Growing Inequality

Like it’s the garden variety sort of divisiveness that might propel us forward instead of say, back a couple of hundred years. Ah, yes, heads will roll. I’d much rather link to Spy, but because we’re about the green, (and you’re the priest) this VF article by Joseph Stiglitz cannot and should not go unread. At least not by you.

Economists long ago tried to justify the vast inequalities that seemed so troubling in the mid-19th century—inequalities that are but a pale shadow of what we are seeing in America today. The justification they came up with was called “marginal-productivity theory.” In a nutshell, this theory associated higher incomes with higher productivity and a greater contribution to society. It is a theory that has always been cherished by the rich. Evidence for its validity, however, remains thin. The corporate executives who helped bring on the recession of the past three years—whose contribution to our society, and to their own companies, has been massively negative—went on to receive large bonuses.
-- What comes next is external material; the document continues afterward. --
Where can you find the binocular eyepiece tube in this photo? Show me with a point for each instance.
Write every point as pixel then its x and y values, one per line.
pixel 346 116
In some cases, companies were so embarrassed about calling such rewards “performance bonuses” that they felt compelled to change the name to “retention bonuses” (even if the only thing being retained was bad performance). Those who have contributed great positive innovations to our society, from the pioneers of genetic understanding to the pioneers of the Information Age, have received a pittance compared with those responsible for the financial innovations that brought our global economy to the brink of ruin.

And now it won’t, go unread. The ruin part is mostly assured. Right?